2. Extract showing an example of using anonymisation

As I said before you might need to anonymise names, emails, addresses etc. that were in your production database. The DataResetter has a simple, but powerful system that allows you to define a series of properties/classes that need anonymising.

You define a class and a property in that class to anonymise and the DataResetter will traverse the whole sequence of relationships and will reset every instance of the class+property. As you will see you can define lots of classes/properties to be anonymised.

The default anonymisation method uses GUIDs as strings, so the name “Eric Evans” would be replaced with something like “2c7211292f2341068305309ff6783764”. That’s fine but it’s not that friendly if you want to do a demo or testing in general. That is why I provide a way to replace the default anonymisation method, which I show in the example (but you don’t have to if GUID strings are OK for you).
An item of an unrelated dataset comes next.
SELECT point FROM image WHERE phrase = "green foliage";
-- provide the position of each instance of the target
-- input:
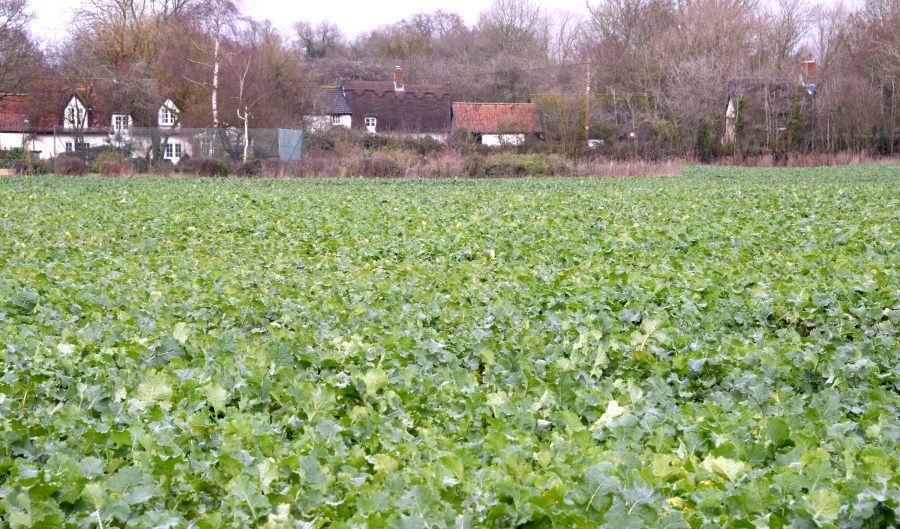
(706, 145)
(714, 350)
The code below is an example of what you can do by using an external library to provide random names and places. In this implementation I use the DotNetRandomNameGenerator NuGet package and create a few different formats you can call for, such as FirstName, LastName, FullName etc.

public class MyAnonymiser
{
    readonly PersonNameGenerator _pGenerator;

    public MyAnonymiser(int? seed = null)
    {
        var random = seed == null ? new Random() : new Random((int)seed);
        _pGenerator = new PersonNameGenerator(random);
    }

    public string AnonymiseThis(AnonymiserData data, object objectInstance)
    {
        switch (data.ReplacementType)
        {
            case "FullName": return _pGenerator.GenerateRandomFirstAndLastName();
            case "FirstName": return _pGenerator.GenerateRandomFirstName();
            case "LastName": return _pGenerator.GenerateRandomLastName();
            case "Email": //… etc. Add more versions as needed
            default: return _pGenerator.GenerateRandomFirstAndLastName();
        }
    }
}

The things to note are:

  • Lines 5 to 9: I designed my anonymiser to take an optional number to control the output. If no number is given, then the sequence of names has a random start (i.e. it produces different names each time it is run). If a number is given, then you get the same random sequence of names every time. Useful if you want to check properties in your unit test.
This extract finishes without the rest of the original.